I’ve been a BYU fan my whole life. When I was a kid I cheered for the Cougs with all of my little heart and soul while watching them in my jammy-jams. I loved going to games. The 1996 season was my absolute favorite. I’d watch every game, and then Sunday night I’d stay up and watch sports on KSL to find out where BYU would be ranked.
When the time came, I only applied to one college: BYU. I loved being a BYU student. While I was a student I bought an all-sports pass every year. It was a no-brainer. I went to every football game. Our pre-game hours were spent tailgating. We walked into LaVell Edwards Stadium decked out in blue (or white when the occasion called for it), and during the game my friends and I screamed until we lost our voices. Game days drained us of everything we had.
During basketball season, we used to stand in line for hours to be among the first inside the Marriott Center. And when we got inside we screamed and didn’t stop screaming until the game was over.
As part of my major, I wrote for the BYU daily newspaper, The Daily Universe. The first day of the semester our editor assigned us beats. I shot my hand up in the air and volunteered to cover the baseball team. I went to every game that year at BYU’s beautiful Miller Park, and I loved every second of it. Beyond baseball, I got to cover some off-season football press conferences, and I got to interview Dave Rose for a story I did about the basketball team. Writing for The DU was so much fun.
I graduated from BYU in 2008.
After I graduated, I immediately allocated money in our budget for the BYU Cougar Club. I’ve been a Cougar Club member for six years. Supporting BYU athletics was, and continues to be, important to me.
I replaced my all-sports pass with season tickets. I’ve been a football season ticket holder for six years. In those years I’ve only missed two or three games, and that’s only because I was traveling for my job.
I am not a fairweather fan. I am not a casual fan. I don’t come and go as I please. I am a lifelong BYU Cougar. I’m true blue, through and through. Not every BYU fan is like me. Not every BYU student or alumnus is like me. There are bigger BYU fans in the world, but not many.
And so when I say that independence is snuffing out my love of BYU football, hopefully now that means something to you.
And if independence is having such a negative effect on me, what is it doing to the huge part of the BYU fan population that isn’t as dedicated as me?
Here’s where the bell curve talk comes in. Imagine a bell curve—you all know what a bell curve is, right? Well if you measure intensity among BYU fans, I bet the distribution would look like a bell curve. On the extreme left you’d find people that are always apathetic. On the extreme right you’d find lifelong Cougars like me. But in the middle, the big, fat juicy part where 95% of the fan base resides, you’d find casual fans.

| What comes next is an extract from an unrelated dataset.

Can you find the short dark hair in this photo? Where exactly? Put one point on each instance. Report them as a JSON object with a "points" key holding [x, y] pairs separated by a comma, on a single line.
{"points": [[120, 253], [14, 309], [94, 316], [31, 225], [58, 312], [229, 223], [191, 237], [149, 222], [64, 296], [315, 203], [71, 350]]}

Casual fans have the capacity to swing to the left or the right. They become serious fans when the team is playing well, or when a big opponent comes to town; they become lazy fans when we aren’t playing well, or when there’s nothing to play for. They show up to games when things are good, they stay home when things are bad. They do what they want. They don’t feel pressure to support BYU; they don’t feel like it’s their duty, or that they have some sort of special loyalty to the team or the school. If they want to come to a game, they will. If they don’t, they won’t.
If independence is shaking me, it’s got to be killing casual fans in droves.
If you were in LaVell Edwards Stadium for the last half of the 2014 season, you saw a stadium that was maybe half full. The stadium didn’t sell out all year, but the last three games against Nevada, UNLV and Savannah State were particularly terrible.
And TV ratings are down, too. I crunched some numbers (thanks to SportsMediaWatch.com for the data), and BYU’s ratings are down about 27% from 2013 to 2014.
I think it’s pretty obvious that independence isn’t working. In fact, I would say it’s killing BYU football. Beyond the quantitative data, like attendance and TV ratings, I also have anecdotal evidence.
My brother is also a BYU grad, and a BYU fan. But he’s in the fat part. He won’t “waste his time” on BYU sports if he’s not interested, but will gladly cheer for the team, go to games and get on board if there's something to cheer for. Suffice it to say, he hasn’t been interested in BYU football since 2010, with some exceptions. He doesn’t really watch games, doesn’t really care about the team. Think what you want about him or fans like him, but he represents the vast majority.
I have a friend, who shall remain nameless, who is seriously considering becoming a Utah fan because BYU’s games are so meaningless. This is the same friend that used to heckle Utah fans mercilessly as they were walking into LaVell Edwards Stadium for our annual meeting with our hated rivals.
My dad is also a Cougar Club member and season ticket holder. He’s thinking of giving up both because he’s so disgusted with independence.
If I did any sort of digging whatsoever, I’m sure I could find thousands and thousands of stories just like this. But I still love BYU. And going forward I will still probably go to as many BYU football games as I possibly can.
BYU doesn’t have to worry about guys like me. But they should be worried—very worried—about the fat part of the bell curve.